Abortion in Kentucky
About 3,200 abortions are performed each year at the EMW clinic in Louisville, according to statistics collected by the Cabinet for Health and Family Services.
Most occur early in pregnancy, prior to 14 weeks, and involve a non-surgical method in which a patient terminates a pregnancy by taking pills or undergoes a procedure in which suction is used to remove contents of the uterus.
Last year, 526 women underwent abortions through dilation and evacuation, which involves removing the fetus through instruments.
Opponents of the law describe the procedure as "the safest and most common method" available after 14 weeks of pregnancy.
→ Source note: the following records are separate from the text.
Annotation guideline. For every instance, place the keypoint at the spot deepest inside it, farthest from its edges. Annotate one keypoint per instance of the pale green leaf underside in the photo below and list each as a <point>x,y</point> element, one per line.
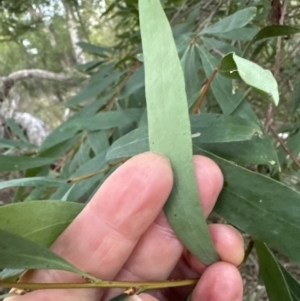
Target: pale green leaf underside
<point>169,128</point>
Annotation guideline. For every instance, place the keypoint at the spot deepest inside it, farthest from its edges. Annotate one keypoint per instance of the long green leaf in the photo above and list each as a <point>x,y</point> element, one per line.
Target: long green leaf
<point>169,128</point>
<point>17,252</point>
<point>16,129</point>
<point>108,120</point>
<point>230,101</point>
<point>260,79</point>
<point>70,127</point>
<point>28,182</point>
<point>260,206</point>
<point>8,143</point>
<point>13,163</point>
<point>190,66</point>
<point>227,141</point>
<point>271,31</point>
<point>38,221</point>
<point>276,285</point>
<point>294,285</point>
<point>237,20</point>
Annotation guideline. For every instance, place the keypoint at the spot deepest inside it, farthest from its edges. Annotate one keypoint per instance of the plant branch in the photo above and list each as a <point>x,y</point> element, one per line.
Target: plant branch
<point>204,90</point>
<point>276,69</point>
<point>286,149</point>
<point>114,97</point>
<point>28,287</point>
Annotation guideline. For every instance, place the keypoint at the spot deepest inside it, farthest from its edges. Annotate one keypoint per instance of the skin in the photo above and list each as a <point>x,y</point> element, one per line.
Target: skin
<point>122,234</point>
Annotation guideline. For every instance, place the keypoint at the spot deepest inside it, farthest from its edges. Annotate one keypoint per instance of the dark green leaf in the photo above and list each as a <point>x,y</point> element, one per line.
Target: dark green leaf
<point>98,141</point>
<point>169,128</point>
<point>88,66</point>
<point>8,143</point>
<point>295,97</point>
<point>228,98</point>
<point>237,20</point>
<point>98,84</point>
<point>16,129</point>
<point>239,34</point>
<point>35,181</point>
<point>255,151</point>
<point>213,44</point>
<point>84,186</point>
<point>260,206</point>
<point>6,295</point>
<point>272,31</point>
<point>108,120</point>
<point>190,66</point>
<point>94,49</point>
<point>252,74</point>
<point>17,252</point>
<point>294,285</point>
<point>292,142</point>
<point>13,163</point>
<point>38,221</point>
<point>121,297</point>
<point>272,275</point>
<point>69,128</point>
<point>136,81</point>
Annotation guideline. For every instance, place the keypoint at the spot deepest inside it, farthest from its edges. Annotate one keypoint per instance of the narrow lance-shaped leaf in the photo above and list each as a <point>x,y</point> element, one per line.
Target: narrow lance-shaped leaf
<point>271,31</point>
<point>294,285</point>
<point>260,79</point>
<point>35,181</point>
<point>38,221</point>
<point>237,20</point>
<point>169,128</point>
<point>272,275</point>
<point>16,252</point>
<point>254,204</point>
<point>231,102</point>
<point>13,163</point>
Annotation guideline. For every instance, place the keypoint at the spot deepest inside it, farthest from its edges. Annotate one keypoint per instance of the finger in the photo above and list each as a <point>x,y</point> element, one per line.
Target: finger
<point>220,282</point>
<point>102,237</point>
<point>159,249</point>
<point>142,297</point>
<point>229,245</point>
Bevin's lawyers argue that there are alternatives that would induce "fetal demise" prior to the procedure to avoid aborting a live infant through dilation and evacuation. Such measures include injecting a solution to kill the fetus prior to the procedure.
EMW's lawyer reject such procedures as risky, unproven and unnecessary – and potentially dangerous to the patient.
In supporting the law, Bevin's lawyers argue that women seeking an abortion after 14 weeks could go out of state to one of many clinics in surrounding states.
EMW's lawyers argue that a state can't defend an unconstitutional law by claiming patients can go to other states for care.
Both sides have scheduled a lineup of expert witnesses, including physicians, ethicists and others to support their claims at a trial that is expected to last several days.
Wuchner said she plans to attend the trial, which is likely to draw many others from both sides of the debate.
Whatever the outcome, she expects the case to be appealed, as have the two previous decisions by federal judges in Louisville striking down Kentucky abortion laws. Those appeals are pending before the 6th U.S. Circuit Court of Appeals.
"I think our legal team has done a magnificent job," Wuchner said. "The judge will have all the information to make his decision and we’ll go from there."